Abstract
Objective: Despite the staggering consequences of the opioid epidemic, limited nonopioid medication options have been developed to treat this medical and public health crisis. This study investigated the potential of cannabidiol (CBD), a nonintoxicating phytocannabinoid, to reduce cue-induced craving and anxiety, two critical features of addiction that often contribute to relapse and continued drug use, in drug-abstinent individuals with heroin use disorder.
Methods: This exploratory double-blind randomized placebo-controlled trial assessed the acute (1 hour, 2 hours, and 24 hours), short-term (3 consecutive days), and protracted (7 days after the last of three consecutive daily administrations) effects of CBD administration (400 or 800 mg, once daily for 3 consecutive days) on drug cue-induced craving and anxiety in drug-abstinent individuals with heroin use disorder. Secondary measures assessed participants’ positive and negative affect, cognition, and physiological status.

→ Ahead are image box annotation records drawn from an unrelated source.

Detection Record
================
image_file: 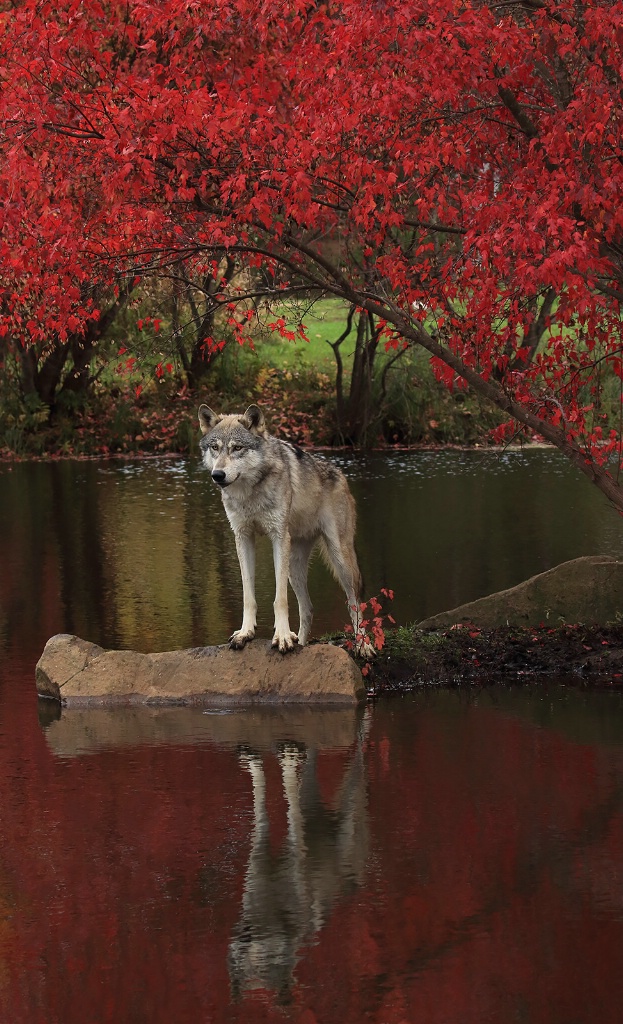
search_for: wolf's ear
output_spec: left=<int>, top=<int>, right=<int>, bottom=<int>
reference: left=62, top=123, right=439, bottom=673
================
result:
left=199, top=406, right=220, bottom=434
left=240, top=406, right=266, bottom=434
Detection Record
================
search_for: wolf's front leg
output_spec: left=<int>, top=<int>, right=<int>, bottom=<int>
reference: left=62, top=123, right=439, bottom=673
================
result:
left=230, top=534, right=257, bottom=650
left=271, top=531, right=297, bottom=654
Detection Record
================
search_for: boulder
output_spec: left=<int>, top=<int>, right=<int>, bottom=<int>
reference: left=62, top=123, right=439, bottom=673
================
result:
left=417, top=555, right=623, bottom=630
left=35, top=634, right=366, bottom=707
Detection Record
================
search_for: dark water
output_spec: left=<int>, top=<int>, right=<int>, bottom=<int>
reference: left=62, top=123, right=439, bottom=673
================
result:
left=0, top=452, right=623, bottom=1024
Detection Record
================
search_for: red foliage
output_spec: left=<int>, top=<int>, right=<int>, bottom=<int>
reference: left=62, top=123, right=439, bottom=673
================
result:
left=0, top=0, right=623, bottom=499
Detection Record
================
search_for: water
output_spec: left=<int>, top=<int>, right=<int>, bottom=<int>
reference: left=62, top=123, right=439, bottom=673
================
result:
left=0, top=452, right=623, bottom=1024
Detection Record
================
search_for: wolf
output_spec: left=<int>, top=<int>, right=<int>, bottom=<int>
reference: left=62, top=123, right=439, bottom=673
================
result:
left=199, top=406, right=372, bottom=656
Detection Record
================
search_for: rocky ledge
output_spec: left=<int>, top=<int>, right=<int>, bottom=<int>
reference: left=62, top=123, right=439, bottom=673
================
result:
left=35, top=634, right=366, bottom=707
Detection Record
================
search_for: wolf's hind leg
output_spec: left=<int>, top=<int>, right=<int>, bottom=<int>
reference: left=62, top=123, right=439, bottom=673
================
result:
left=230, top=534, right=257, bottom=650
left=323, top=522, right=374, bottom=658
left=290, top=539, right=314, bottom=647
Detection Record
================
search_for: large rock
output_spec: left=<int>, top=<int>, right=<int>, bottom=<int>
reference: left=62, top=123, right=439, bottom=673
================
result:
left=35, top=634, right=365, bottom=707
left=417, top=555, right=623, bottom=629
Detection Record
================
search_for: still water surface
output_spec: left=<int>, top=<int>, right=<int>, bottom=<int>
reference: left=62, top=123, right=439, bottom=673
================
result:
left=0, top=452, right=623, bottom=1024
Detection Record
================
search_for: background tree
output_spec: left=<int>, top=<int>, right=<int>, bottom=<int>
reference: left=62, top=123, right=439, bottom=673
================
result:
left=0, top=0, right=623, bottom=509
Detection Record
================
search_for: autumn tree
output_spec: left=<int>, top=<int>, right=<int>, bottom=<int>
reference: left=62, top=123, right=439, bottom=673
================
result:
left=0, top=0, right=623, bottom=510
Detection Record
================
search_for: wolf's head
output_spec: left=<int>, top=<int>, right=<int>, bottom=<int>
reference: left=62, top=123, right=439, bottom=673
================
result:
left=199, top=406, right=266, bottom=487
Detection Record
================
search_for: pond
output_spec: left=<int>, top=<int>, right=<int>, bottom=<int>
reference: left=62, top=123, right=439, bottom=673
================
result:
left=0, top=451, right=623, bottom=1024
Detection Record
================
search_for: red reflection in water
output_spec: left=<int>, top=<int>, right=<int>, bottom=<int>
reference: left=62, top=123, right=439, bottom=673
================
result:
left=0, top=675, right=623, bottom=1024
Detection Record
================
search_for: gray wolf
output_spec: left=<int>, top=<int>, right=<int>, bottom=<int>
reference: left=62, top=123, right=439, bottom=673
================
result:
left=199, top=406, right=372, bottom=655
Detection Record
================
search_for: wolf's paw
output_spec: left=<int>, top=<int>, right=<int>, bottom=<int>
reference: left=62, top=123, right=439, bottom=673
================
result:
left=273, top=631, right=298, bottom=654
left=230, top=630, right=255, bottom=650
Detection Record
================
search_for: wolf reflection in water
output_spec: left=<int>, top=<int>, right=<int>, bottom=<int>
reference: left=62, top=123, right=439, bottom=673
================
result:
left=229, top=737, right=368, bottom=1002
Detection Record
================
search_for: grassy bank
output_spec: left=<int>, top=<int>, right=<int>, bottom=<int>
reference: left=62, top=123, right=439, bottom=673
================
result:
left=0, top=300, right=500, bottom=459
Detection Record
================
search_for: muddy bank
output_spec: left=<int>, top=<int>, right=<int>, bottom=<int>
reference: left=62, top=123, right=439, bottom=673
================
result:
left=366, top=623, right=623, bottom=695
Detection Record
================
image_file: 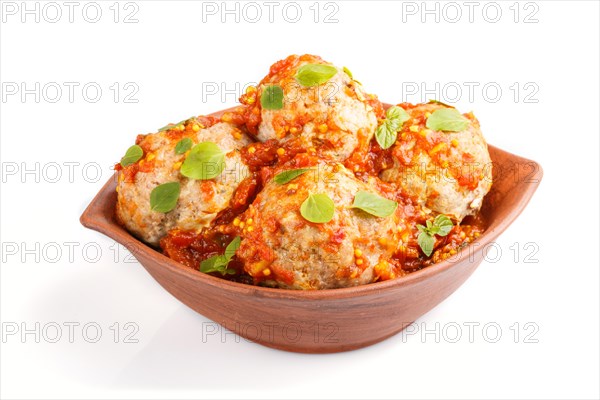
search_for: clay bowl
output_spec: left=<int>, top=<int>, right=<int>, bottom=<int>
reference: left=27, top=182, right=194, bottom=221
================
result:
left=81, top=108, right=542, bottom=353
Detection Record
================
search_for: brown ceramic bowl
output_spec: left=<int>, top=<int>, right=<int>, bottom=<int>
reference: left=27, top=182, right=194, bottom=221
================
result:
left=81, top=107, right=542, bottom=353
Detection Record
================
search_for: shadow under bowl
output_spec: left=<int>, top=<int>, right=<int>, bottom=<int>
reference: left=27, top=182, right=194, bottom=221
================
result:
left=81, top=121, right=543, bottom=353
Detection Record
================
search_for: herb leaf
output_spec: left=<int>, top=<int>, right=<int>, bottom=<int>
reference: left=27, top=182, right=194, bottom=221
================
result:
left=260, top=85, right=283, bottom=110
left=180, top=142, right=225, bottom=180
left=150, top=182, right=181, bottom=213
left=375, top=121, right=398, bottom=149
left=342, top=67, right=354, bottom=80
left=175, top=138, right=194, bottom=154
left=295, top=64, right=337, bottom=87
left=375, top=106, right=410, bottom=149
left=426, top=108, right=469, bottom=132
left=200, top=236, right=242, bottom=275
left=158, top=117, right=194, bottom=132
left=225, top=236, right=242, bottom=260
left=417, top=232, right=435, bottom=257
left=417, top=214, right=454, bottom=257
left=273, top=168, right=312, bottom=185
left=300, top=193, right=335, bottom=224
left=121, top=144, right=144, bottom=167
left=200, top=254, right=229, bottom=275
left=433, top=214, right=454, bottom=236
left=352, top=191, right=398, bottom=218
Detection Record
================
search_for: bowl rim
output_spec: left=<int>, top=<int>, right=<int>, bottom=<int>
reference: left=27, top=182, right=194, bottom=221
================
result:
left=80, top=130, right=543, bottom=301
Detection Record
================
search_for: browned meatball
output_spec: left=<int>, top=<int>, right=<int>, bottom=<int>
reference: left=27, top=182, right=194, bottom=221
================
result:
left=380, top=103, right=492, bottom=221
left=237, top=155, right=401, bottom=289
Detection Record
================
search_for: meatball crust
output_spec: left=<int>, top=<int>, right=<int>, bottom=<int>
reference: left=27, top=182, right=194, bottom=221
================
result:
left=380, top=103, right=492, bottom=222
left=237, top=157, right=401, bottom=289
left=116, top=117, right=251, bottom=246
left=240, top=55, right=381, bottom=160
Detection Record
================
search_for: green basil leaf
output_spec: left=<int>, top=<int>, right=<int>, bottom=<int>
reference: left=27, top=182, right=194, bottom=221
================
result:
left=225, top=236, right=242, bottom=262
left=260, top=85, right=283, bottom=110
left=180, top=142, right=225, bottom=180
left=375, top=120, right=398, bottom=149
left=273, top=168, right=312, bottom=185
left=121, top=144, right=144, bottom=167
left=417, top=232, right=435, bottom=257
left=375, top=106, right=410, bottom=149
left=200, top=254, right=229, bottom=275
left=433, top=214, right=454, bottom=236
left=352, top=191, right=398, bottom=218
left=158, top=117, right=194, bottom=132
left=300, top=193, right=335, bottom=224
left=342, top=67, right=354, bottom=80
left=295, top=64, right=337, bottom=87
left=385, top=106, right=410, bottom=130
left=175, top=138, right=194, bottom=154
left=150, top=182, right=181, bottom=213
left=426, top=108, right=469, bottom=132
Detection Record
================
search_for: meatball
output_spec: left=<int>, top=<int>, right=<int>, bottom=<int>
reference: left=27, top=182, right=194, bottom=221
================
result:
left=240, top=55, right=383, bottom=160
left=234, top=158, right=402, bottom=289
left=380, top=102, right=492, bottom=222
left=116, top=117, right=251, bottom=246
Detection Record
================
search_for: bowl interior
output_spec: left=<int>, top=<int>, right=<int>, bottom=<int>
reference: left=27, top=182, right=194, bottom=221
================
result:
left=81, top=140, right=543, bottom=298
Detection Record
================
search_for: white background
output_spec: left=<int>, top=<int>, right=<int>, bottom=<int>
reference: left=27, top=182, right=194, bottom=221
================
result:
left=0, top=1, right=600, bottom=398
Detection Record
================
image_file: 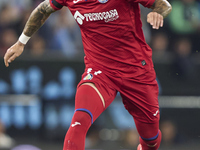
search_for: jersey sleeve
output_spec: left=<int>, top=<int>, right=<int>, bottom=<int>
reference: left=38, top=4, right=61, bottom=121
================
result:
left=49, top=0, right=65, bottom=10
left=133, top=0, right=155, bottom=8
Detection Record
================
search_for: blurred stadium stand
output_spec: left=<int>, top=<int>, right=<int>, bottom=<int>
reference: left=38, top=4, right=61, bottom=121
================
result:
left=0, top=0, right=200, bottom=150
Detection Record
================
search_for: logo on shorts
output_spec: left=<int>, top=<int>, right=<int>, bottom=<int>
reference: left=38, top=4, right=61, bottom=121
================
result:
left=99, top=0, right=108, bottom=3
left=83, top=73, right=93, bottom=80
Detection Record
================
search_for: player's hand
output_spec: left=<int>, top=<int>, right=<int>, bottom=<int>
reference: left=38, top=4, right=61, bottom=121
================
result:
left=147, top=12, right=164, bottom=29
left=4, top=41, right=25, bottom=67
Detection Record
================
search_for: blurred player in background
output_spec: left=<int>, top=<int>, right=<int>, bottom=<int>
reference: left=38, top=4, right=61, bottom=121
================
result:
left=4, top=0, right=172, bottom=150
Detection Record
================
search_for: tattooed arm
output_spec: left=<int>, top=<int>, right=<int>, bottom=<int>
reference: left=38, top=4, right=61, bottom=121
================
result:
left=147, top=0, right=172, bottom=29
left=4, top=0, right=55, bottom=67
left=151, top=0, right=172, bottom=18
left=23, top=0, right=55, bottom=37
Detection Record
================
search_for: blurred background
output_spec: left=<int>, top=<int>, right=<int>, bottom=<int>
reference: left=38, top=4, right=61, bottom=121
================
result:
left=0, top=0, right=200, bottom=150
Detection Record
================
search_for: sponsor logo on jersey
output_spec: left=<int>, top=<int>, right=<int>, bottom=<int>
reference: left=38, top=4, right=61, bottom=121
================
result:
left=74, top=9, right=119, bottom=25
left=83, top=73, right=93, bottom=80
left=84, top=9, right=119, bottom=22
left=99, top=0, right=108, bottom=3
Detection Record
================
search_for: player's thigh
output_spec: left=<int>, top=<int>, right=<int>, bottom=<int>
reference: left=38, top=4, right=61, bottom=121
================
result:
left=75, top=68, right=117, bottom=120
left=121, top=80, right=160, bottom=123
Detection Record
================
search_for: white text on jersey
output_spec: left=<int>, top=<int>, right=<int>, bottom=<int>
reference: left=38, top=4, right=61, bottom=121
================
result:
left=74, top=9, right=119, bottom=25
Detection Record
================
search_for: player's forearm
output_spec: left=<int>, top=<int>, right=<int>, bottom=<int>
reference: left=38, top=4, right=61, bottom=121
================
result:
left=23, top=0, right=55, bottom=37
left=151, top=0, right=172, bottom=18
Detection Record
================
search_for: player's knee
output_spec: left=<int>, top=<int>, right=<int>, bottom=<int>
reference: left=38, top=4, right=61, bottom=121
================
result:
left=140, top=130, right=162, bottom=150
left=71, top=110, right=92, bottom=127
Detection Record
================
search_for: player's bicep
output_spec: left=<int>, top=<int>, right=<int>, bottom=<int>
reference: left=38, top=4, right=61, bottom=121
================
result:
left=46, top=0, right=65, bottom=11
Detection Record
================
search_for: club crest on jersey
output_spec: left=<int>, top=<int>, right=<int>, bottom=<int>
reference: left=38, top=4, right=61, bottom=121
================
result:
left=83, top=73, right=93, bottom=80
left=98, top=0, right=108, bottom=3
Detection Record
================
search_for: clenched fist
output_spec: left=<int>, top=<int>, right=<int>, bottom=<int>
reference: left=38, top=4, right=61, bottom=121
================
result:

Results: Acute CBD administration, in contrast to placebo, significantly reduced both craving and anxiety induced by the presentation of salient drug cues compared with neutral cues. CBD also showed significant protracted effects on these measures 7 days after the final short-term (3-day) CBD exposure. In addition, CBD reduced the drug cue-induced physiological measures of heart rate and salivary cortisol levels. There were no significant effects on cognition, and there were no serious adverse effects.
Conclusions: CBD’s potential to reduce cue-induced craving and anxiety provides a strong basis for further investigation of this phytocannabinoid as a treatment option for opioid use disorder.
Trial registration: ClinicalTrials.gov NCT02539823.